For those who do in fact go tyre shopping it might also be of interest that the Ecopia has high-stiffness shoulder tread blocks with a square profile instead of the rounder profile of conventional tyres. This improves directional stability while reducing rolling resistance. Bridgestone says that the square profile shoulders also provide greater resistance against irregular wear.
The centre tread blocks are moulded in the shape of a reversed Z, providing more stable road contact. The blocks include a high angle lug groove that enhances wet weather roadholding.
The reversed Z design has allowed Bridgestone’s designers to widen the three straight grooves in the tread, significantly reducing the risk of aquaplaning when driving on wet roads.
The Ecopia EP200 is an asymmetrical tyre which is optimised to improve straight-line stability by absorbing forces imposed by uneven and undulating roads. The sidewalls are uniquely shaped on each side of the tyre and this means that, as with other asymmetrical tyres, the Ecopia EP200 should be mounted so that that “outside” marking on the tyre’s sidewall faces away from the vehicle.
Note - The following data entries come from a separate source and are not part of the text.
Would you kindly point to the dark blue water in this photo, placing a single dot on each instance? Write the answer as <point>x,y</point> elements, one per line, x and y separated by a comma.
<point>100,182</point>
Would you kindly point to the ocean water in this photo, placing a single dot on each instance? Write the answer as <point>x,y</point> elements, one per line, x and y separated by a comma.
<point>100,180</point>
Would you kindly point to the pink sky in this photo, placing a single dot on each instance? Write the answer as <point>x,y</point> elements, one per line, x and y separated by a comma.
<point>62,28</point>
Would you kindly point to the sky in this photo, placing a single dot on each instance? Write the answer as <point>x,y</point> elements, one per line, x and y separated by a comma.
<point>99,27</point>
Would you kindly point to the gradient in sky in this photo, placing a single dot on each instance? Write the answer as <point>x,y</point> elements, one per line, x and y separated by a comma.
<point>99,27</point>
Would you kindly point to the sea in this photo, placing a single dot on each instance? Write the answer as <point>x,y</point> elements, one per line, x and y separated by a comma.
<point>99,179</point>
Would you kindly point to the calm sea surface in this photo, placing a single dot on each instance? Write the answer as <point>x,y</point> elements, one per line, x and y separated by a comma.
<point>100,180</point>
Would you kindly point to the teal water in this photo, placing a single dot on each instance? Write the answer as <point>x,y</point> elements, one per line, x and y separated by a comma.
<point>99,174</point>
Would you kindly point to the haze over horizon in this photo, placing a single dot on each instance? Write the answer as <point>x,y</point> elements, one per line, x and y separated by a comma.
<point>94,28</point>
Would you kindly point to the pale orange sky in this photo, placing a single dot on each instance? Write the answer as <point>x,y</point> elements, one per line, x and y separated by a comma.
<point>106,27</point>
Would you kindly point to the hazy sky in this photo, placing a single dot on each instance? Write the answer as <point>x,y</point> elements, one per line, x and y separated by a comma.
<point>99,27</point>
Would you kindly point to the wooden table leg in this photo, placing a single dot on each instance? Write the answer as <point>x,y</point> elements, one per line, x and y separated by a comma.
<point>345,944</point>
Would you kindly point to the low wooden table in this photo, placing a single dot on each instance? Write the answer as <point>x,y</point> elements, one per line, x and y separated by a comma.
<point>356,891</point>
Bridgestone says that the tyre is aimed at upper B-segment and C-segment passenger car market, which typically includes vehicles like the Ford Fiesta and Focus, Toyota Corolla, VW Golf and Mercedes-Benz C-Class. The Ecopia EP200 covers the majority of common tyre sizes for these vehicle segments, from 175/65R14 to 225/50R17.
“The Ecopia EP200 is aimed at the driver who wants a tyre that gives lower fuel consumption and therefore lower emissions, but without compromising on ride comfort and roadholding,” Maritz said. “The Ecopia EP200 builds on the reputation of the previous Ecopia as the premier eco-friendly tyre available in South Africa.”
For those of you who are unconvinced by the technical market speak, there is one easy to understand benefit. The new Ecopia is covered by Bridgestone’s Tyre Damage Guarantee under which a motorist only pays for the tread which has already been used if a tyre is damaged beyond repair and must be replaced. Depending when this happens in a tyre’s life this can prove to be a huge saving.